Ele se virou e procurou a origem da voz, até finalmente localizar Royena ao pé da árvore, sentada, envolvida por placas de terra e pedra pelo corpo todo, quase como uma armadura. Cobria suas pernas, o peito, os braços e no rosto formava uma espécie de máscara que cobria sua boca e nariz, por isso sua voz estava abafada. Ela estava sentada com as pernas cruzadas e olhos fechados, como se meditasse. As placas cobriam as partes queimadas de seu corpo, ajudando-a se recuperar de forma mais rápida.

– Fazia muito tempo que eu não recebia uma visita espontânea... Principalmente alguma do tipo que entra sem bater na porta. – disse ela, sem sair de sua posição.

– Não está com medo? – Breu perguntou, se aproximando.

– Eu deveria? E se tem alguém aqui que saberia se estou com medo ou não, é justamente você.

– Pessoalmente, eu ficaria no mínimo apreensivo se alguém invadisse minha casa no meio da noite enquanto eu estou ferido quase de morte. – Breu falava divertido, observou apenas os olhos de Royena se abrirem e irem em sua direção, silenciosos. – Mas não se preocupe, eu vim apenas para conversar.

– O que um Espírito indefeso teria para te contar? – Royena disse, ainda séria, enquanto fazia um movimento rápido com a mão para cima e um bloco de terra se ergueu próximo à Breu, na forma de um pequeno trono. – Sente-se, por favor.
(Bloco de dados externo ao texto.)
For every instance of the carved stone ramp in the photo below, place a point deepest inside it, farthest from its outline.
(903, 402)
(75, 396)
Desculpe a minha falta de cortesia, mas isso é o máximo que minha condição física permite.

– Desde quando controla a terra? – perguntou Breu, se aproximando do bloco e o examinando com a ponta dos dedos.
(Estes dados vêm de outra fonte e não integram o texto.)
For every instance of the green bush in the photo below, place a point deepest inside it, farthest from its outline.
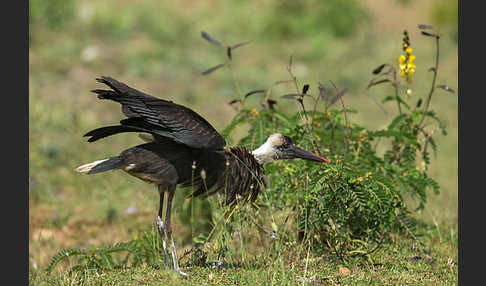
(346, 208)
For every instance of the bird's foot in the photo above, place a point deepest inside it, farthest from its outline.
(182, 273)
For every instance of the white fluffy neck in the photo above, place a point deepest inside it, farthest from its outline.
(264, 153)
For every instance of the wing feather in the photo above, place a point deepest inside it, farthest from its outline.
(161, 117)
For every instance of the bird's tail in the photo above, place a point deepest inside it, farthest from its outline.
(101, 165)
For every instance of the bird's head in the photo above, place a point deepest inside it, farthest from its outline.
(278, 147)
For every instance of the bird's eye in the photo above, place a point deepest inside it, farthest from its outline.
(281, 147)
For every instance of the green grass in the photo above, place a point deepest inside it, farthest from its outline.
(148, 47)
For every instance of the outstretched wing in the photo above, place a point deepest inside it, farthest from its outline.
(150, 114)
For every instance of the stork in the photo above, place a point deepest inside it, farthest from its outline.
(185, 150)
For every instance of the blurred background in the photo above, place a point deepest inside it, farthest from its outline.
(156, 47)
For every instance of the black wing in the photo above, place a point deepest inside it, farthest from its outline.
(153, 115)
– É o único elemento que eu controlo. – a garota se levantou com dificuldade e fazendo o mesmo movimento com a outra mão, criando outro trono e sentando-se nele. – Quando controlo as raízes e galhos das árvores, na verdade estou controlando a terra acumulada neles.

– E é normal você sair contando assim suas técnicas para desconhecidos? – Breu se sentou no móvel de terra e surpreendentemente era confortável e macio como terra afofada.

– Não sinto hostilidade alguma vinda de você, e atualmente nosso inimigo é o mesmo... É como dizem os humanos, ‘O inimigo dos meus inimigos é meu amigo’. – Royena riu brevemente e soltou um gemido de dor em seguida. – Você saberia disso cedo ou tarde... De qualquer forma, veio para conversar ou para um interrogatório?

– Oh, desculpe minha educação, há séculos não fazia uso dela. – Breu sorriu cinicamente e descansou os cotovelos no apoio do trono. – Na verdade vim por alguns motivos bem específicos. Um deles é justamente lhe perguntar se realmente não lembra mais nada sobre a mulher que evitou sua transformação em Hinkypunk.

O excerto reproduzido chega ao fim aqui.